Rezaba mil veces que no fuera cierto aquello porque solo había una persona que sería el padre del niño que crecería dentro de ella. Era con quien único había tenido sexo en toda su vida, era quien había tomado su virginidad. Y sabía muy bien que esta noticia no sería tomada de buena manera de ninguna forma.

Las palabras de esa persona que seguramente le mostraría en su rostro un grueso fajo de billetes para que eliminara lo que ahora crecía dentro de ella resonaron en su mente e inconscientemente se apretó el estómago de forma protectora, como si todo su instinto se desviara para cuidar lo que estaba allí.

Si... Kaiden era capaz de eso y de mucho más si ella osaba negarse. Palideció con la imagen que cruzó su mente.

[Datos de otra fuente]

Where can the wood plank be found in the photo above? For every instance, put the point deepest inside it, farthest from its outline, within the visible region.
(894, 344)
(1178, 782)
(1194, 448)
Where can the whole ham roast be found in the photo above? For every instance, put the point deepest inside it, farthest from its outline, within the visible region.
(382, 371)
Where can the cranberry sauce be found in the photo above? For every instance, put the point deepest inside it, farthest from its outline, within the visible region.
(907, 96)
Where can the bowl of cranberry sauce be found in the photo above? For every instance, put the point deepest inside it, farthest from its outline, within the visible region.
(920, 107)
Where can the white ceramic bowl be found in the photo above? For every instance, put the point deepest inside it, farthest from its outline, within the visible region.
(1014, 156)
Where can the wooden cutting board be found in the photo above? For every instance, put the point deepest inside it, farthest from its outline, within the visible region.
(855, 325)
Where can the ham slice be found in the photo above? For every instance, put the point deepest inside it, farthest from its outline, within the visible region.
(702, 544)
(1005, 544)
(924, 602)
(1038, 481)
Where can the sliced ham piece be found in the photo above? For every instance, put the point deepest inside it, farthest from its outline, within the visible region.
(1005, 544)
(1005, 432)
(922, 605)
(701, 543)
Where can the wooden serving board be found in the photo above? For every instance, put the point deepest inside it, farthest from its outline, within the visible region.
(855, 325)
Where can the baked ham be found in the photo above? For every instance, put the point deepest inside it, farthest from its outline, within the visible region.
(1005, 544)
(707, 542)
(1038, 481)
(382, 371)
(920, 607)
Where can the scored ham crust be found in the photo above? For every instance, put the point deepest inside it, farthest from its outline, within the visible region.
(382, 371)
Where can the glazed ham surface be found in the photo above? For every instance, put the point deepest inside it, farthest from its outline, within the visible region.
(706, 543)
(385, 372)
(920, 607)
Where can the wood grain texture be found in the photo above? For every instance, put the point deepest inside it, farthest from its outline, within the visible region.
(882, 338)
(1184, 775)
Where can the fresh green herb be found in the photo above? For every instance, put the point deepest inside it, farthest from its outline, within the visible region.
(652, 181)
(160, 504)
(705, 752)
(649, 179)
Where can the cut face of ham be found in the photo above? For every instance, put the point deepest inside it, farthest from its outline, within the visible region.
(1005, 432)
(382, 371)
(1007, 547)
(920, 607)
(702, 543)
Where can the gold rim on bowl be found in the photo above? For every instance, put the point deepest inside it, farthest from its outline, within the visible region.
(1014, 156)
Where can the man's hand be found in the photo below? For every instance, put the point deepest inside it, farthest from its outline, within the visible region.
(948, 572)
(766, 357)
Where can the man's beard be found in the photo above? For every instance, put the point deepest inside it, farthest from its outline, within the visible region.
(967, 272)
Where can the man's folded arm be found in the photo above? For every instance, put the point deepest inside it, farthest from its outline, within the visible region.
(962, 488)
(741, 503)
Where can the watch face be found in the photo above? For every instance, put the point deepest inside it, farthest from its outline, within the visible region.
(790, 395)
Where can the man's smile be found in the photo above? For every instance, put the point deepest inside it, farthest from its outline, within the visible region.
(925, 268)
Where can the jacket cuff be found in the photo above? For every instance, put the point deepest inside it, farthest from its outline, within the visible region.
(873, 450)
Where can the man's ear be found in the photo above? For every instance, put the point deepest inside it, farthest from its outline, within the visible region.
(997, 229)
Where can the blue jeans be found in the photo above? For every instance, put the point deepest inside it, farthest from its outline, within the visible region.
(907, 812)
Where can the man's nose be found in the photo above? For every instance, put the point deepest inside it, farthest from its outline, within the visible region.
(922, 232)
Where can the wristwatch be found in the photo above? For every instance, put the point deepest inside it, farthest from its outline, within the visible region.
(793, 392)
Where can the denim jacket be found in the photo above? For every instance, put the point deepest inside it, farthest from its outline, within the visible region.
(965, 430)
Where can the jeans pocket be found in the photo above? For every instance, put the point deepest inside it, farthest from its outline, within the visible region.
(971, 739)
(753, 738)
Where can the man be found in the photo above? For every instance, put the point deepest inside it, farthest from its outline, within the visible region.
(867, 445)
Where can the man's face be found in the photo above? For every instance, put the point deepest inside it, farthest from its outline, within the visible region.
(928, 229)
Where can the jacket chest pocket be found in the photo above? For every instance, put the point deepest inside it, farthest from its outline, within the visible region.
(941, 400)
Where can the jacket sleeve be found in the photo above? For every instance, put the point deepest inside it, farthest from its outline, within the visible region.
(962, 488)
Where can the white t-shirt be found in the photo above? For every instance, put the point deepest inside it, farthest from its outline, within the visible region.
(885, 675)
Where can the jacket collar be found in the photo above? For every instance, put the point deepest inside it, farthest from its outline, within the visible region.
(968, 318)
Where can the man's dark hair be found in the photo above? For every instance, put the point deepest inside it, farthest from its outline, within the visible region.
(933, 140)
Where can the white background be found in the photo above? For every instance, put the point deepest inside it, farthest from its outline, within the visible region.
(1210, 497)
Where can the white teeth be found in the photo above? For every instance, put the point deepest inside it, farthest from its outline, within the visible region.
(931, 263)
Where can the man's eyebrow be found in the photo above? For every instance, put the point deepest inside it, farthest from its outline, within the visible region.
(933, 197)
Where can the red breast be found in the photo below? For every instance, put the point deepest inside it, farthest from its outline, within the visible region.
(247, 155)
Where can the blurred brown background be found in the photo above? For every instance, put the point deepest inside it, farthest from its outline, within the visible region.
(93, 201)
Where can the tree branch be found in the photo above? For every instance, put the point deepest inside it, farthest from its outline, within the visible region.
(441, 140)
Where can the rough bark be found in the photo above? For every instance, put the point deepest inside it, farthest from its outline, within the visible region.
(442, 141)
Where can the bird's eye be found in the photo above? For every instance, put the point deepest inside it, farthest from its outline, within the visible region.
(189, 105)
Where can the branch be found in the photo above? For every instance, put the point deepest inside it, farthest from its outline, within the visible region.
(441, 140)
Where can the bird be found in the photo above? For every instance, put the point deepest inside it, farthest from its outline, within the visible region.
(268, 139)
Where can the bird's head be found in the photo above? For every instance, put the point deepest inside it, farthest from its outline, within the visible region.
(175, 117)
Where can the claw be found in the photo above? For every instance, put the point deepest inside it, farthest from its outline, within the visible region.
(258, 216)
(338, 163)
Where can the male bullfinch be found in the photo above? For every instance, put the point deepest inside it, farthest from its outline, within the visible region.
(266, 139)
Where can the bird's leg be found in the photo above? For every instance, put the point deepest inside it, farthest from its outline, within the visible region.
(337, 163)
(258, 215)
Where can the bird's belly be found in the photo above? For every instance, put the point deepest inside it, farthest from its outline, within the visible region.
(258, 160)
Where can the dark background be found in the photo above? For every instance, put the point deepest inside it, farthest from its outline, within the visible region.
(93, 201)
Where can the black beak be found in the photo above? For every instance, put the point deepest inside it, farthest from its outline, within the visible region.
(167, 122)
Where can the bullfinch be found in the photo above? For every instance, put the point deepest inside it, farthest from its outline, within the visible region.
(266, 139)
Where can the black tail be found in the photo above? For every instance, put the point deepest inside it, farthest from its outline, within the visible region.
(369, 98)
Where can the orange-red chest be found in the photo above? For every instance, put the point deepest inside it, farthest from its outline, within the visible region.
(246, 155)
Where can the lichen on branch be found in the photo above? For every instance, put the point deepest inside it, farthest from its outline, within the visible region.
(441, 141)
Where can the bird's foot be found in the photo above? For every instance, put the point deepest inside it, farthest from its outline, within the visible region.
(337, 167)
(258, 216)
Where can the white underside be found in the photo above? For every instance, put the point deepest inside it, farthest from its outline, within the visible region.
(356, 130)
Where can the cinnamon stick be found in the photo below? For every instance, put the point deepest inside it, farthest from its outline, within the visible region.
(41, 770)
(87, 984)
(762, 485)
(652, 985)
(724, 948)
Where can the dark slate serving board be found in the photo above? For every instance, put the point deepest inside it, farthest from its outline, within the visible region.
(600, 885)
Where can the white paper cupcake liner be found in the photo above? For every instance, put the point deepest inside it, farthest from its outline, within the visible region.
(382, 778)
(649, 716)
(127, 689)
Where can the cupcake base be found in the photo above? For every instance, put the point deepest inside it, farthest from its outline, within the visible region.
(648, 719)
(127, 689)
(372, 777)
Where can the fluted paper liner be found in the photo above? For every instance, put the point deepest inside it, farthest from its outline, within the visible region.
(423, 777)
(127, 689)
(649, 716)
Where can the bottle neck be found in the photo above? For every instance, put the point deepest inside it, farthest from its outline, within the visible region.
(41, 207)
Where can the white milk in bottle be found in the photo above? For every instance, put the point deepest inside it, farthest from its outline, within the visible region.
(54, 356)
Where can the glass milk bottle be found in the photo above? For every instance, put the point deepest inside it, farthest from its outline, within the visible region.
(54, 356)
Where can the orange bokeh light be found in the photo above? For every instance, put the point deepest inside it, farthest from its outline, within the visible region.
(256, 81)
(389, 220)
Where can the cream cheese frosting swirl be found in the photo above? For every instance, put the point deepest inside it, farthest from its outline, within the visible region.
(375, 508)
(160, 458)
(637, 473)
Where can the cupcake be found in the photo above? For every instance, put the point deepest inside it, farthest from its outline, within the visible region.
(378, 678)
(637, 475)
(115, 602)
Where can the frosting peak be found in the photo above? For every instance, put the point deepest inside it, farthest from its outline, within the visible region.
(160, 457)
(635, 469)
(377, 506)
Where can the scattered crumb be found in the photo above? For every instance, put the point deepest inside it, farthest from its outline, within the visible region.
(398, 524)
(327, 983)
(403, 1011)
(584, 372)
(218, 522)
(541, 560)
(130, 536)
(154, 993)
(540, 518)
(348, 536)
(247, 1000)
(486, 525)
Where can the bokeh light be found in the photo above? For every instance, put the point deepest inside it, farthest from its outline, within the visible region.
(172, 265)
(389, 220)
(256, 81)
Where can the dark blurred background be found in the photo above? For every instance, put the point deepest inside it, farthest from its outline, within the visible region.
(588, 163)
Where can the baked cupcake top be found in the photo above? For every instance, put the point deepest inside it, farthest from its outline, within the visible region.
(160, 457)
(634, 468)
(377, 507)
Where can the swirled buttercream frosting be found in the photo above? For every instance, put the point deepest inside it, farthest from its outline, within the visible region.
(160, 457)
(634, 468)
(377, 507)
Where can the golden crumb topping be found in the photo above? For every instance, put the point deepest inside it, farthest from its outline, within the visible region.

Savana pensó que más cosas no podrían salir mal en su vida dado que ya estaba en el fondo, pero ahora llegaba esta nueva noticia para destruirla aún más. Aun así, mantuvo algo de esperanza, la vida no podía ser más cruel. Si, el resultado debía estar mal porque era simplemente imposible que hubiera cambiado de raza de la noche a la mañana y que además estuviera embarazada. Su estado de negación era totalmente acérrimo. Y como no estarlo si ni siquiera tenía techo propio, en cambio tenía que cubrir una gran deuda,

De seguro los papeles eran los papeles de otra persona, pero sus esperanzas hicieron añicos, cuando tuvo el nuevo resultado en sus manos dos horas después donde su cabeza había sido un caos esperando respuestas.

Sus dedos comenzaron a temblar tanto que el papel se arrugó. En los últimos 27 años había vivido como una simple humana. Sin olor, sin feromonas, pero entonces que era eso que encontró en el papel «Loba híbrida 50% de coincidencia de genes con predominancia de género secundario Omega», razón que explicaba su esterilidad, la cual podía verse afectada si se apareaba con un lobo con genes alfas lo suficientemente dominante para estimular su lado omega. Fue un golpe tan duro para ella que todo a su alrededor comenzó a desvanecerse y se desmayó.

Omega. Fue la única palabra que grabó porque era lo que había despertado en ella. Lo último en la escala social. Como si la vida ya no fuera una total mierda. No sabía que iba a hacer.